What is this blog entry about?

Black-boxes are commonly used in computer vision. But do we have to use it? This article looks at this issue and we try to understand it with our small (but developed after one semester of machine learning experience) brains and summarize it here.

What is this article about?

Computer vision is cool. But it would be just as cool to understand how it works, and it’s not so obvious. Explainable methods of image recognition - which is de facto classification - cannot use logistic regression and decision trees, because every model loses transparency as its performance increases - not to mention understanding neural networks. That’s why the authors stated that the best for research will be good ol’ k-NN, which uses grouping of the most similar results. However, there is a problem with how to measure this similarity of images.

B-but how?

The solution to the aforementioned problem applied by the authors is embedding. But what does that even mean? The simplest way to explain it is to reduce the dimensions of images and present their content in a way that is understandable to the computer.

Diagram showing the purpose and place of embedders in predictions

In the article, the authors present several different methods by which you can approach the problem of teaching models to recognize images. The aim here was to compare their chosen model with a more advanced and thus less interpretable model. Embedders were used for the selected k-NN:

  • convolutional - actually it’s another black-box, so it’s no use writing about it
  • SVD - it is some kind of linear transformation by an array of the largest eigenvectors
  • K-means - the algorithm is executed, and then the centroids chosen by it are used

The output model used as a basis for comparing the results is the Convolutional Neural Network (another black box). To compare the results, the authors used the ACC (accuracy) measure, which is the ratio of correctly matched images to all of them. There is no need to use more complicated metrics, because the data set has been prepared in such a way that separate classes are equal, providing the possibility of simple measurement of model performance.

Yes, and?

Model ACC
Black-Box Convolutional 0.941
k-NN Convolutional 0.923
k-NN base 0.8606
k-NN K-means 0.8512
Logistic regression 0.847
k-NN SVD 0.8001

Black-box was the best, but you have to reckon with that, because sometimes you can’t do something as good as the uninterpretable model.
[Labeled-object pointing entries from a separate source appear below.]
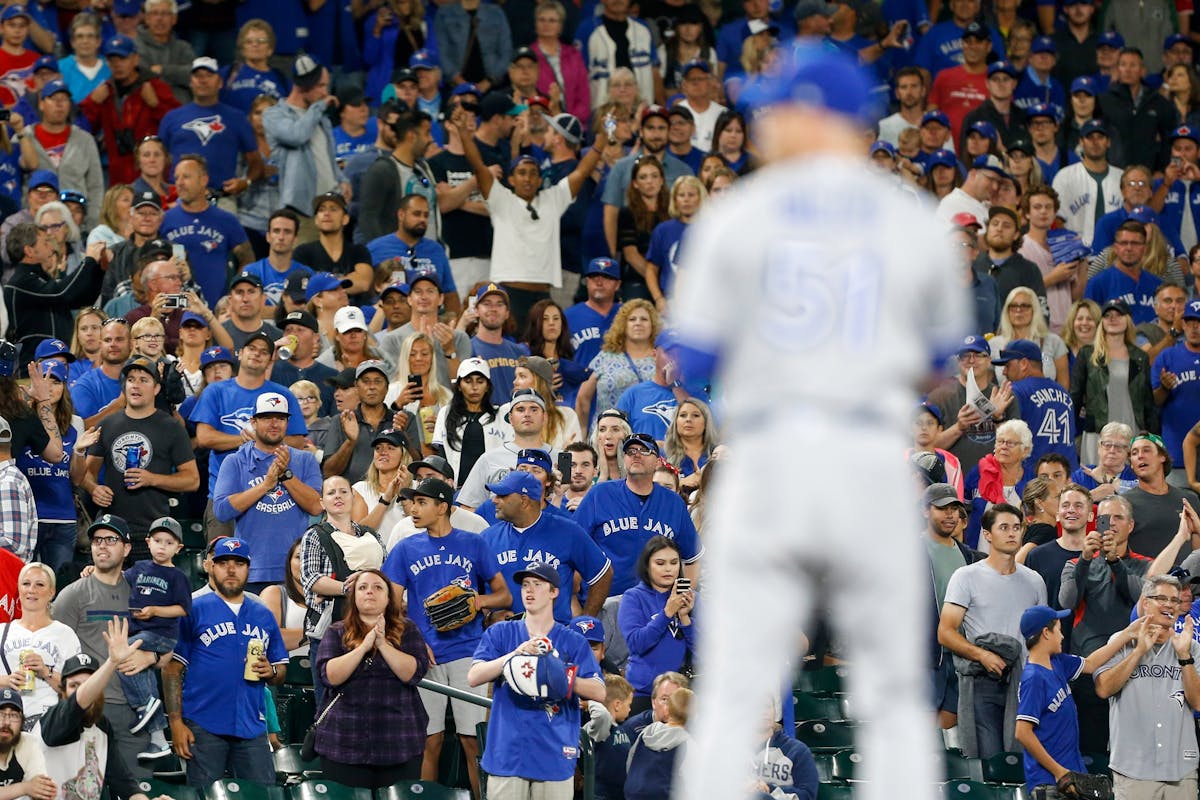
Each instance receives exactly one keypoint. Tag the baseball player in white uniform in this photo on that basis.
(821, 275)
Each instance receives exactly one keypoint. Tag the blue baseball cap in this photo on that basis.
(1035, 620)
(1085, 84)
(589, 627)
(421, 60)
(1018, 349)
(517, 482)
(535, 457)
(120, 46)
(217, 355)
(605, 266)
(232, 548)
(1005, 66)
(53, 349)
(935, 116)
(811, 74)
(43, 178)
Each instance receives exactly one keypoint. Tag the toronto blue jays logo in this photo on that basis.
(205, 127)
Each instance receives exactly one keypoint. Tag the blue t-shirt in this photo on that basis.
(537, 743)
(209, 238)
(1114, 284)
(227, 407)
(155, 584)
(502, 361)
(622, 523)
(1045, 702)
(423, 564)
(213, 642)
(555, 540)
(219, 132)
(1179, 411)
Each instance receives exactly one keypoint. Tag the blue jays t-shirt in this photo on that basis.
(1045, 702)
(219, 132)
(423, 564)
(209, 238)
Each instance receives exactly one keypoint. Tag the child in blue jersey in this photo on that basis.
(160, 595)
(1047, 722)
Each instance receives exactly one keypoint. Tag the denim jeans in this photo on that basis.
(139, 689)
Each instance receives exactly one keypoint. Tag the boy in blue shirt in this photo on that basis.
(1047, 722)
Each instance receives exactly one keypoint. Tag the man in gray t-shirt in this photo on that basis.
(989, 596)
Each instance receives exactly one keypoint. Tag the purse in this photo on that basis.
(309, 749)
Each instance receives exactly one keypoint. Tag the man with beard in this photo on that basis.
(216, 714)
(77, 734)
(22, 762)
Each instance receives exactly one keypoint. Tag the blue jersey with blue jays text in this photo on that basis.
(209, 238)
(552, 540)
(219, 132)
(275, 521)
(1049, 411)
(1179, 411)
(423, 564)
(213, 645)
(1045, 702)
(621, 523)
(537, 744)
(227, 407)
(1114, 284)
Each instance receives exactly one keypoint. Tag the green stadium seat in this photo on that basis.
(1005, 768)
(237, 789)
(977, 791)
(826, 734)
(322, 789)
(421, 791)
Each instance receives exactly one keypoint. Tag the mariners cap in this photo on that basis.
(941, 495)
(436, 488)
(271, 403)
(1019, 349)
(535, 457)
(539, 570)
(517, 482)
(437, 463)
(474, 365)
(1036, 619)
(349, 318)
(231, 548)
(109, 522)
(77, 663)
(167, 524)
(589, 627)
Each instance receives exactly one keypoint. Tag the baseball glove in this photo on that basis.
(450, 607)
(1081, 786)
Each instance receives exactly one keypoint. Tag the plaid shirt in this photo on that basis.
(18, 512)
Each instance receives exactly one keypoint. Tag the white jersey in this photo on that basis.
(825, 277)
(1077, 197)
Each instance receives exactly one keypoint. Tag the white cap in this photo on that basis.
(271, 403)
(349, 318)
(472, 365)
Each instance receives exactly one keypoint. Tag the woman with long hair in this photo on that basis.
(612, 428)
(690, 440)
(1021, 318)
(471, 423)
(115, 222)
(646, 205)
(36, 643)
(373, 731)
(1110, 382)
(625, 358)
(419, 401)
(549, 336)
(687, 196)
The best interpretable model was k-NN with the convolutional embedder, but unfortunately it is also only semi-interpretable. k-NN and k-NN with k-means itself did relatively well, but it turned out that k-NN with SVD conversion had lower results than the base k-NN. This transformation didn’t help at all, but even hurt. It should also be noted that in case of using K-means the process was much faster than with the base k-NN. To sum it up: using Convolutional embedder got us second-best results and while it is semi interpretable it is still better than base k-NN and logistic regression which turned out to be not interpretable.